From a truth table perspective:
- P→Q is false only when P is true and Q is false.
- So to disprove the implication, one would need to find such a case.
- Conversely, to prove the implication, we assume that case (i.e., P∧¬Q) and derive a contradiction — showing it's not logically possible.
That’s exactly what happens in our geometric proof: we suppose
P (that a line
L is tangent to the circle at point
T), and
¬Q (that
L is not perpendicular to the radius at
T). This leads to a contradiction — so the configuration can’t exist, and therefore
P→Q holds.
In logical terms, the implication
P→Q is
semantically true if there is no case where
P is true and
Q is false. Our contradiction shows exactly that — assuming
P and
¬Q leads to an impossible scenario. So that one "bad" row in the truth table is ruled out, meaning the implication is valid.
Also, regarding your geometric reasoning: I see that you attempted to depict the situation by assuming
L is tangent to the circle and drawing it — but that approach
doesn’t incorporate the second part of the assumption, namely that
L is
not perpendicular to the radius at the point of tangency.

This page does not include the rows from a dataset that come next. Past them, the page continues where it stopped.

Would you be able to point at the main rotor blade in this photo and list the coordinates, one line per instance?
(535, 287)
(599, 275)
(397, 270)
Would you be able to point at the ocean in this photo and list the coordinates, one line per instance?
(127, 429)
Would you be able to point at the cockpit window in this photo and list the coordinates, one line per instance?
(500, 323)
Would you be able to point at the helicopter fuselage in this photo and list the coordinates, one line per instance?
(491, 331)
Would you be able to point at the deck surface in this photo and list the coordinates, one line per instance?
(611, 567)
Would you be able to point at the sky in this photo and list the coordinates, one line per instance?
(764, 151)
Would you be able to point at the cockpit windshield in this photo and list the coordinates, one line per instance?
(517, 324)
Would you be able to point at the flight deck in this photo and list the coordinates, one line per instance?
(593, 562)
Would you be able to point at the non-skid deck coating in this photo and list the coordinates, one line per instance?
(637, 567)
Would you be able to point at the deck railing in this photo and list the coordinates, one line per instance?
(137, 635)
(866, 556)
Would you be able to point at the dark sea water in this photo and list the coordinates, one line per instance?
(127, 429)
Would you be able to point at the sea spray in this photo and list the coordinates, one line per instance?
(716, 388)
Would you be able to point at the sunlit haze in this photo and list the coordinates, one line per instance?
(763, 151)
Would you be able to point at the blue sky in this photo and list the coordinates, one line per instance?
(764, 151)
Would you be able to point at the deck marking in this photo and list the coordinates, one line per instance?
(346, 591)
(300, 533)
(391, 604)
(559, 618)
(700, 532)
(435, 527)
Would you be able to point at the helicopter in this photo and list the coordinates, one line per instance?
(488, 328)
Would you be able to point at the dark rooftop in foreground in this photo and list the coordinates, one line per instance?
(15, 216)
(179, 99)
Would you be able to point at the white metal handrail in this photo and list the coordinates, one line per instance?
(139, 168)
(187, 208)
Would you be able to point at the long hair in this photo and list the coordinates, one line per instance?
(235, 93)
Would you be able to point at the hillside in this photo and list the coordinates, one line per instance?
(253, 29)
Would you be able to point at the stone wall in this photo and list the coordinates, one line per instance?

Once you try to include both conditions at the same time, the construction clearly breaks down — because such a line simply
cannot exist. It violates the very geometry of the circle.
So rather than showing that the assumptions coexist, the attempt at drawing it actually
proves our point: assuming both
P and
¬Q leads to an impossibility — which is exactly what the proof is meant to demonstrate.